Les «  parrains '' de l'ERE dans la Sierra Norte: c'est ainsi que l'on obtient des aides publiques irrégulières

À l'épicentre de la parcelle ERE, dans la région sévillane de la Sierra Norte, l'argent du «fonds reptile» a fonctionné pendant des années sans contrôle et sans mesure. Il y avait un "un intérêt particulier" par les gouvernements du PSOE pour avoir favorisé un domaine avec lequel, notamment la direction du ministre de l'Emploi, entretenait des liens étroits, à la fois personnels et politiques.
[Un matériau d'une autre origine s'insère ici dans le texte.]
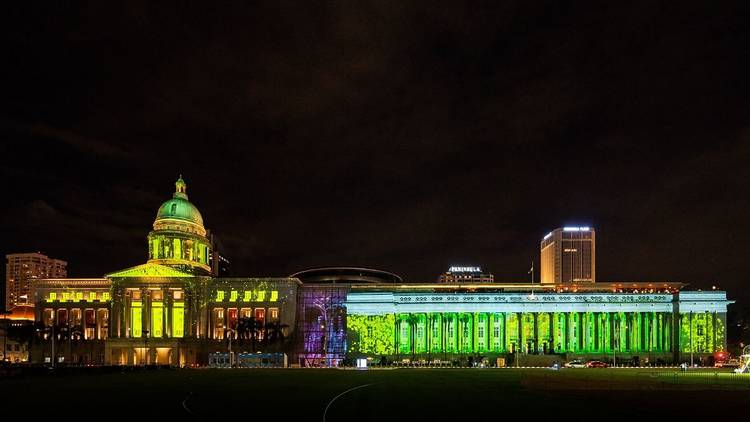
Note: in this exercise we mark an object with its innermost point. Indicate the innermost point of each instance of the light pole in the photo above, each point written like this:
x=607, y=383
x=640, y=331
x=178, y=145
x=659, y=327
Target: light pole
x=690, y=327
x=230, y=334
x=5, y=333
x=145, y=344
Jusqu'à ce que 22 millions des euros sont arrivés dans ce coin de la province de Séville en quelques années et pour réaliser une partie du bouton c'était une exigence quasi essentielle d'être un «ami ou voisin de» et un plus pour être membre du PSOE. Si vous aviez le soutien d'un «sponsor» avec un accès direct au conseiller en emploi et presque à la caisse d'épargne, la subvention – irrégulière, bien sûr – était garantie.
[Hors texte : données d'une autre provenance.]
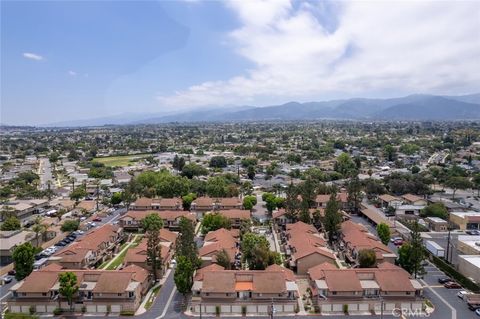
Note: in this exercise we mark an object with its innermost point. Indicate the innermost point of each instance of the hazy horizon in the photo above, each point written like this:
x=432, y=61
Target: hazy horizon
x=64, y=61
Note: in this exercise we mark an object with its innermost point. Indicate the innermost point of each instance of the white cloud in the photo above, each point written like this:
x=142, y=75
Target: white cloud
x=428, y=47
x=32, y=56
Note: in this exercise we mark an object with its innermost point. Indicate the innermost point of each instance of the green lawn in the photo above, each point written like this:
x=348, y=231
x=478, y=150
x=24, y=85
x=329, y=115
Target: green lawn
x=123, y=160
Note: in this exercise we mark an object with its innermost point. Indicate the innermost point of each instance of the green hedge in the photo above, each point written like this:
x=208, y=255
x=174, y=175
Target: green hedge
x=452, y=272
x=15, y=315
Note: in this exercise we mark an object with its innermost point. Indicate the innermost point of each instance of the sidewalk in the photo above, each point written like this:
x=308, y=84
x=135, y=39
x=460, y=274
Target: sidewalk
x=141, y=309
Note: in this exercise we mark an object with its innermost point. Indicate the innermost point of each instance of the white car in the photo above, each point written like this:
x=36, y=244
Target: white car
x=462, y=294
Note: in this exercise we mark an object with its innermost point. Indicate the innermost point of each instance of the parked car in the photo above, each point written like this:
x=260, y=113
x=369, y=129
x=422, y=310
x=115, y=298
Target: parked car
x=444, y=280
x=452, y=285
x=462, y=294
x=473, y=232
x=7, y=279
x=398, y=242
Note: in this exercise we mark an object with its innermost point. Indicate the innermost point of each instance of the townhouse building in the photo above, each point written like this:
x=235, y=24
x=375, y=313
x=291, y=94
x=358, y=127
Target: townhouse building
x=229, y=292
x=92, y=249
x=138, y=255
x=304, y=247
x=216, y=241
x=362, y=290
x=355, y=237
x=100, y=291
x=132, y=220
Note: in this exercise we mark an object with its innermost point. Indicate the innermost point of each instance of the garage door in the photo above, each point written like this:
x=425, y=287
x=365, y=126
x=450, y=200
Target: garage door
x=363, y=307
x=91, y=308
x=389, y=306
x=41, y=308
x=337, y=307
x=288, y=308
x=326, y=308
x=251, y=309
x=210, y=309
x=15, y=309
x=225, y=309
x=102, y=308
x=263, y=309
x=116, y=308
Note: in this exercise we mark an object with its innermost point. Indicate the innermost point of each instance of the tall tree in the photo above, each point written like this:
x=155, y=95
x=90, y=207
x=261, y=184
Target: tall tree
x=367, y=258
x=417, y=253
x=183, y=276
x=223, y=259
x=23, y=259
x=383, y=231
x=152, y=224
x=68, y=286
x=332, y=218
x=38, y=228
x=354, y=190
x=186, y=242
La dernière ordonnance rendue par la Cour d'instruction 6 de Séville – par laquelle elle consent à la poursuite d'une trentaine de prévenus – fait ressortir la figure de ces «  parrains '', personnages jusque-là passés presque inaperçus mais qui ont joué un rôle rôle clé pour que l'argent de l'ERE arrive là où il est venu, les bureaux publics du PSOE au niveau local ou provincial qui ont déplacé les lignes, pris les téléphones et organisé des réunions au plus haut niveau pour les hommes d'affaires liés au parti, les voisins ou les amis personnels, la majorité des bénéficiaires sur les quelque 22 millions qui en quelques années ont été distribués dans toute la Sierra Norte, comme s'il s'agissait du Gordo de la Lotera, mais sans tirage au sort. Littéralement, à la main. Et le tout dans le fief du conseiller Jos Antonio Viera et de son directeur du travail, Javier Guerrero, dit «el Marqus» dans son pays natal, la ville d'El Pedroso où il régnait et même maintenant, il y a encore ceux qui le défendent.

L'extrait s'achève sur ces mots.